49. The method of obtaining compounds of 6-deoxy 11107, characterized in that includes culturing a microorganism belonging to the genus Streptomyces which is capable to produce the compound of formula (I):

where [1] W represents

R³and R²¹represent a hydroxyl group, R⁷is acetoxy, and R¹⁶, R¹⁷, R²⁰and R^21′represent a hydrogen atom, or

[2] W represents

R³and R²¹represent a hydroxyl group, R⁷is acetoxy, and R¹⁶, R¹⁷, R²⁰and R^21′represent a hydrogen atom, and collecting from the culture of the connection defined in [1] or [2] (hereinafter referred to as "compound 6-deoxy 11107").
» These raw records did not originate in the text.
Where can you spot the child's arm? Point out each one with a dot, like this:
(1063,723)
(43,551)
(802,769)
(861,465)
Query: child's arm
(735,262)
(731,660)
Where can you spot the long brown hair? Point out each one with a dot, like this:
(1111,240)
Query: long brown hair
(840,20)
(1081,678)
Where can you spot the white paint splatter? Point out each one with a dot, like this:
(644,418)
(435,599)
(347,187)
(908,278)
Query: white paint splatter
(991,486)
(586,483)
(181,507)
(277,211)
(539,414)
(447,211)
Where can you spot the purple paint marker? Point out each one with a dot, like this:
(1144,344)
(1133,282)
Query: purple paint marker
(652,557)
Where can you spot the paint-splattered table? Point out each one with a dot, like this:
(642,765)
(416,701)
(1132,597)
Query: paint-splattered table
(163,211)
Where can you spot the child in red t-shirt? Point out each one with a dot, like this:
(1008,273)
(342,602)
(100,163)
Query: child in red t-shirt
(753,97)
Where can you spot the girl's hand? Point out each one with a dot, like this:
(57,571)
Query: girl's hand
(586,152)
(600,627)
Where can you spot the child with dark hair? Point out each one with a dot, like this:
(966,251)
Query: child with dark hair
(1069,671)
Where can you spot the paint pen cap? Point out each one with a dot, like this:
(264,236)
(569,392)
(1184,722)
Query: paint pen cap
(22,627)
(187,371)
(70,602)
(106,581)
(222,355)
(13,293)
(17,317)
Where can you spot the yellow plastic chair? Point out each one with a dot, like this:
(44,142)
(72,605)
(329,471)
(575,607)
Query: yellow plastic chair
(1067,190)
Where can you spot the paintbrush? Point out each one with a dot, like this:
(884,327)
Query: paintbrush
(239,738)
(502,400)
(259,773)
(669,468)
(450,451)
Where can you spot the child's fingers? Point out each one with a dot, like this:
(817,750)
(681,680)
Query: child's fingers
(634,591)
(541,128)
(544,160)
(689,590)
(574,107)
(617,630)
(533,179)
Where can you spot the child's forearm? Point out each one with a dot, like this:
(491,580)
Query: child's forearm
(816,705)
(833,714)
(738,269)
50. The strain Streptomyces sp.-1543 (FERM BP-8442), which is able to produce compound 6-deoxy 11107 according to § 49.

51. The way to obtain 6-dezoxidanti biological transformation of compounds of formula (I):

where [1] W represents

,

R³and R²¹represent a hydroxyl group, R⁷is acetoxy, and R¹⁶, R¹⁷, R²⁰and R^21′represent a hydrogen atom,

(hereinafter referred to as "6-deoxy 11107") in the compound of formula (I), where

[3] W represents

,

R³, R¹⁷, R¹⁶and R²¹represents the t of a hydroxyl group, R⁷is acetoxy, and R¹⁷, R²⁰and R^21′represent a hydrogen atom,

[4] W represents

,

R²¹and R^21′form oxoprop together with the carbon atom to which R²¹and R^21′attached, R³, R¹⁶and R²⁰represent a hydroxyl group, R⁷is acetoxy, and R¹⁷represents a hydrogen atom,

[5] W represents

,

R³, R¹⁶, R²⁰and R²¹represent a hydroxyl group, R⁷is acetoxy, and R¹⁷and R^21′represent a hydrogen atom,

[6] W represents

,

R³, R⁷, R¹⁶and R²¹represent a hydroxyl group, and R¹⁷, R²⁰and R^21′represent a hydrogen atom,

[7] W represents

,

R³, R¹⁷, R¹⁶and R^21′represent a hydroxyl group, R⁷is acetoxy, and R²⁰and R²¹represent a hydrogen atom, or

[8] W represents

,

R²¹and R^21′form oxoprop together with the carbon atom to which R²¹and R^21′attached, R³and R¹⁶represent a hydroxyl group, R⁷is acetoxy, and R¹⁷and R²⁰represents a hydrogen atom (these connections are referred to hereinafter as "6-dezoxidanti"), containing

1) the stage at which it is possible to conduct biological transformation, the stage of incubation of the 6-deoxy 11107 In the presence of a culture solution of a strain selected from microorganisms belonging to the genus Streptomyces, or product obtained from the culture of cells of strain, and

2) collection 6-dezoxidanti of the incubated solution.

52. The method according to § 51, where the organism related to bacteria is strain a-1544 (FERM BP-8446) or strain a-1545 (FERM BP-8447).

53. Strain a-1544 (FERM BP-8446) or strain a-1545 (FERM BP-8447), which is able to turn the 6-deoxy 11107 In 6-detoxication.